Sunset Crater is a cinder cone located north of Flagstaff in U.S. State of Arizona. The crater is within the Sunset Crater Volcano National Monument.
Sunset Crater is the youngest in a string of volcanoes (the San Francisco volcanic field) that is related to the nearby San Francisco Peaks.
The date of the eruptions that formed the 340-meter-high cone (1,120 ft) was initially derived from tree-ring dates, suggesting the eruption began between the growing seasons of A.D. 1064–1065. However, more recent geologic and archaeological evidence places the eruption around A.D. 1085. The largest vent of the eruption, Sunset Crater itself, was the source of the Bonito and Kana-a lava flows that extended about 2.5 kilometers (1.6 mi) NW and 9.6 kilometers (6 mi) NE, respectively. Additional vents along a 10-kilometer-long fissure (6.2 mi) extending SE produced small spatter ramparts and a 6.4-kilometer-long lava flow (4 mi) to the east. The Sunset Crater eruption produced a blanket of ash and lapilli covering an area of more than 2,100 square kilometers (810 sq mi) and forced the temporary abandonment of settlements of the local Sinagua people. The volcano has partially revegetated, with pines and wildflowers. The crater is the namesake for the Sunset Crater Beardtongue (Penstemon clutei). Since the last eruption of the volcano is a recent occurrence, it is considered dormant by volcanologists.

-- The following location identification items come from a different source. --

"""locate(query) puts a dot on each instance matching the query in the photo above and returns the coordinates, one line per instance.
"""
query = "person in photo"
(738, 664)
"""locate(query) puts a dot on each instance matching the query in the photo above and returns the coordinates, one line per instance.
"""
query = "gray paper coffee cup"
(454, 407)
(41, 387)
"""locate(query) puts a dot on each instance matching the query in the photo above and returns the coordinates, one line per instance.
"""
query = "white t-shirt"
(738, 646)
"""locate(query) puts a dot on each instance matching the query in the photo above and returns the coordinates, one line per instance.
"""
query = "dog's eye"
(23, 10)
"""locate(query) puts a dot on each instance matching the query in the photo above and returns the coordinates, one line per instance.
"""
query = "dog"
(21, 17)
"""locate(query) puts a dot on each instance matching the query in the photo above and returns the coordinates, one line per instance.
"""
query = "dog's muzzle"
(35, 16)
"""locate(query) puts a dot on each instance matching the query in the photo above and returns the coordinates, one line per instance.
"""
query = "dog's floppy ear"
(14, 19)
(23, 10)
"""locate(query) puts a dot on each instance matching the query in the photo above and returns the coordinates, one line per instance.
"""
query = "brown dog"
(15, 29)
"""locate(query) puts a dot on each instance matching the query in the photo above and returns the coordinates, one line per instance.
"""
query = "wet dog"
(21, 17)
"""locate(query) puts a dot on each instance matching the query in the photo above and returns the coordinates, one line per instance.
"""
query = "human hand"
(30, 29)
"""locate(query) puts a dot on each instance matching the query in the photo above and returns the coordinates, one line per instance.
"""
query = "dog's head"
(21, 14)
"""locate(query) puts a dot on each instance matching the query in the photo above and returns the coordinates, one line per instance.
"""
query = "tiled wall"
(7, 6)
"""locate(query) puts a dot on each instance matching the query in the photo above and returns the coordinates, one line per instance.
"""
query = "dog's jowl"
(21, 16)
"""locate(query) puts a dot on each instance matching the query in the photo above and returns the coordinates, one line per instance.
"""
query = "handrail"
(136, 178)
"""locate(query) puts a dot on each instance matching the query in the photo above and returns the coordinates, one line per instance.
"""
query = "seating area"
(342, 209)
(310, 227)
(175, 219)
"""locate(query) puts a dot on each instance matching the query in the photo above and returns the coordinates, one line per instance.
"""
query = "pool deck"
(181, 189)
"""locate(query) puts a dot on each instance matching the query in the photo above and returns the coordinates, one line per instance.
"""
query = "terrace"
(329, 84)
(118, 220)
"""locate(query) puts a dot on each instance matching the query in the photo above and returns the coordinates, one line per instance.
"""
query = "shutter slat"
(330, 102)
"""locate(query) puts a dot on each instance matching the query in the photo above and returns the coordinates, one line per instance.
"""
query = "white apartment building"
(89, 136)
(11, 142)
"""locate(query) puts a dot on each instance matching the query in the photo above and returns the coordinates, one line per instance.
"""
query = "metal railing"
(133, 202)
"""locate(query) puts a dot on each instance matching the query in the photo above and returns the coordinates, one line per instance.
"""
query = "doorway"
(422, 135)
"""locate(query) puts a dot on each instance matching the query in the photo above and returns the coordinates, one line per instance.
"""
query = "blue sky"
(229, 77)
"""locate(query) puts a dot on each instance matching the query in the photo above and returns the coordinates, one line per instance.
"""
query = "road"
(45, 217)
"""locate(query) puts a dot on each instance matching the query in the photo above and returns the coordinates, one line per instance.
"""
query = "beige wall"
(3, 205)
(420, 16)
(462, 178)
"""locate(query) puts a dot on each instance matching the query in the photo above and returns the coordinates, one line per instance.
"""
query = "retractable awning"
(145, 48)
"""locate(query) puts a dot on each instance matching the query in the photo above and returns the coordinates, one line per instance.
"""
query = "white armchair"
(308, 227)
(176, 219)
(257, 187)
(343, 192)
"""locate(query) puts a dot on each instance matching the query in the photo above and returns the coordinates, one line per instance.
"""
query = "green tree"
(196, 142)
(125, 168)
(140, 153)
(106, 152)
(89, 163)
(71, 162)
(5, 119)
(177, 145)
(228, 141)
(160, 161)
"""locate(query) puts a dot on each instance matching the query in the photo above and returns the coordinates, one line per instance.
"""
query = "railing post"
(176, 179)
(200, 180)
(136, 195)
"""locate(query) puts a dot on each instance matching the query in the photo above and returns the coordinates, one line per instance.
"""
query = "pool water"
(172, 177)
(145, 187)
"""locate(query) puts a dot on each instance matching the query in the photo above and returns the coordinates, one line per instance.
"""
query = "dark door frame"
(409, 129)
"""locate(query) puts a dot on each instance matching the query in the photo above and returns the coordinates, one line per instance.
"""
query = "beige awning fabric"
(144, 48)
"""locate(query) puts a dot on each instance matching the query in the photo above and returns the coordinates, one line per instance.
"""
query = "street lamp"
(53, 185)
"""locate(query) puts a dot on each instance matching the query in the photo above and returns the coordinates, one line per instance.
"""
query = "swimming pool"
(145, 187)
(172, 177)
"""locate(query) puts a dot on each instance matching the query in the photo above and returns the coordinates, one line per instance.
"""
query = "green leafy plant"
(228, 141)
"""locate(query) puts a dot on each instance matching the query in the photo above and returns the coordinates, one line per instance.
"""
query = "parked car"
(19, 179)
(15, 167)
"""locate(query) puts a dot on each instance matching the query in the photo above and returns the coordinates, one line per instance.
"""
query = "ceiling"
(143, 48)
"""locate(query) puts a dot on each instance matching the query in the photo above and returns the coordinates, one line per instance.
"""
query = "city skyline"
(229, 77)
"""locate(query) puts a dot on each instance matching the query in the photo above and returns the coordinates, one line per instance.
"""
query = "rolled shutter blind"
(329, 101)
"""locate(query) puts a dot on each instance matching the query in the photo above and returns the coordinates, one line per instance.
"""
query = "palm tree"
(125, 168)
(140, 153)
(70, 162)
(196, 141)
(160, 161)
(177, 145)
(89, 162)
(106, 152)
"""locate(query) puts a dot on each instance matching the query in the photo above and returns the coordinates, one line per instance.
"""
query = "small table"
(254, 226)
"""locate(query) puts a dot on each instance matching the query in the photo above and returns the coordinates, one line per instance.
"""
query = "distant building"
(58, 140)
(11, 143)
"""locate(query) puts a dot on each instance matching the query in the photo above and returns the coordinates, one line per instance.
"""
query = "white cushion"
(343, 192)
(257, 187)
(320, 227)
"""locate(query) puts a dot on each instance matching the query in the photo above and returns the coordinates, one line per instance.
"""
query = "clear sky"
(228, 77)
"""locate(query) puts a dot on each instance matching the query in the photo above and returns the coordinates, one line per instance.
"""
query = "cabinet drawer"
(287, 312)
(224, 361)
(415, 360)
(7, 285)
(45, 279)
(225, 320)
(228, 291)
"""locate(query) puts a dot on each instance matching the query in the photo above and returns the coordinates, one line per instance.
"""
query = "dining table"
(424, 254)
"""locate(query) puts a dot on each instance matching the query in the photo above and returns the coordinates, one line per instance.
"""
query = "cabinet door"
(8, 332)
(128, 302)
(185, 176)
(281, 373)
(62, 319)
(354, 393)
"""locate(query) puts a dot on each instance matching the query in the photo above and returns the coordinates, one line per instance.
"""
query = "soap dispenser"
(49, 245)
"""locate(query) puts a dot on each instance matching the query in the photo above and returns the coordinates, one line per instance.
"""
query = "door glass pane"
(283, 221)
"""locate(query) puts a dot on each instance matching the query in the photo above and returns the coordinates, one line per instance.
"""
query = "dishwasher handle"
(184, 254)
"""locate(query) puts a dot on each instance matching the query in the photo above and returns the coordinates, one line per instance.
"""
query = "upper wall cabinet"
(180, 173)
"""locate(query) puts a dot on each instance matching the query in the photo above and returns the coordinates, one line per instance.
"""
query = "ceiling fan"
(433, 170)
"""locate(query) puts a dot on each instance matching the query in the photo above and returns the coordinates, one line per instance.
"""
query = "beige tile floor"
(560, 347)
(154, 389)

Damage from hikers forced the National Park Service to close a trail leading to the crater, but a short trail at the base remains.
The hiking trail below the summit skirts the substantial Bonito Lava Flow. This hardened lava is black and appears fresh as it has devastated the forest in its path. The lava flow also created an ice cave or tube that is now closed to the public after a partial collapse.